Polska Agencja Inwestycji i Handlu otwiera kolejne Zagraniczne Biura Handlowe. Do końca bieżącego roku ich liczba osiągnie 70 – z czego 22 w Azji, 13 w Amerykach, 9 w Afryce, pozostałe w Europie. Znacząca część tych biur osiągnęła już pełną zdolność operacyjną. Dążymy także do zwiększenia udziału polskich przedsiębiorstw w przetargach i projektach organizacji międzynarodowych. W czerwcu 2019 r. zorganizujemy pierwsze w regionie Europy Środkowo-Wschodniej Międzynarodowe Targi Pomocy Humanitarnej i Rozwojowej — Warsaw Humanitarian Expo. Chcielibyśmy, by stały się one okazją do prezentacji polskich produktów i usług wykorzystywanych w działaniach humanitarnych i projektach rozwojowych, począwszy od żywności, poprzez sprzęt medyczny, aż do usług informatycznych i odnawialnych źródeł energii. Warszawskie Targi Humanitarne będą także platformą dla dyskusji na temat relacji polskiego środowiska organizacji pozarządowych z biznesem w celu wypracowania lepszej synergii działań. Z kolei inicjatywa powołania Polskiego Hubu Technologicznego jest skierowana głównie na rynki Azji i Bliskiego Wschodu, w odpowiedzi na wyzwania, jakie stoją przed zaawansowanymi technologicznie firmami, przede wszystkim informatycznymi.

Będziemy kontynuować nasze zaangażowanie w prace Organizacji Współpracy Gospodarczej i Rozwoju, popierać jej rozszerzenie o kolejne państwa europejskie oraz działania w krajach azjatyckich i afrykańskich, z którymi Polska rozwija współpracę gospodarczą.

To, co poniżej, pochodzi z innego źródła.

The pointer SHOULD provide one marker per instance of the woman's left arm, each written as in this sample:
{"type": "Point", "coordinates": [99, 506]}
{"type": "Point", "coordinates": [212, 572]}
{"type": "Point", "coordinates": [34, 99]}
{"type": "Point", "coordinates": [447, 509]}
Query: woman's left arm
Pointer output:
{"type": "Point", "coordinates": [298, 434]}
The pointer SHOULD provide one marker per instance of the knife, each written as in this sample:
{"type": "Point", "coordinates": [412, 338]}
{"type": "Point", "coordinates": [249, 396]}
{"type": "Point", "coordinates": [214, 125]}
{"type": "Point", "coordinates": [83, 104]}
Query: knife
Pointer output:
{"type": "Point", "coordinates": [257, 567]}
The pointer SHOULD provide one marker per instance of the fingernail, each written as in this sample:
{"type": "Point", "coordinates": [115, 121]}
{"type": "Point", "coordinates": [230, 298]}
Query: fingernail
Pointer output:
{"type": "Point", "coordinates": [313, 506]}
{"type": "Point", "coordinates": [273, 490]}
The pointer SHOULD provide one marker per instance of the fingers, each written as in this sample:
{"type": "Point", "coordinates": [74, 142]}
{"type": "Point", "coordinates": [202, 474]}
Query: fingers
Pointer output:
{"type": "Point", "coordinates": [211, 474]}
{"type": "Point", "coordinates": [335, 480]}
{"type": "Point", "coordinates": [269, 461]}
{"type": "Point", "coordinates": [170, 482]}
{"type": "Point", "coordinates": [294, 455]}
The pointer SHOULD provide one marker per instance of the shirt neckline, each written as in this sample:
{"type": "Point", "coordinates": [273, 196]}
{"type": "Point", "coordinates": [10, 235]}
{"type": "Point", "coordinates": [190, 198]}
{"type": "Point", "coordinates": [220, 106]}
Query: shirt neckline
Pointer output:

Przypadającą w tym roku 120. rocznica urodzin najwybitniejszego polskiego ekonomisty, Michała Kaleckiego, zostanie według naszych planów wykorzystana do przypomnienia na forum tej organizacji aktualności polskiej myśli ekonomicznej w zakresie teorii cyklów koniunkturalnych, modeli wzrostu gospodarczego i problemów ekonomicznych krajów rozwijających się.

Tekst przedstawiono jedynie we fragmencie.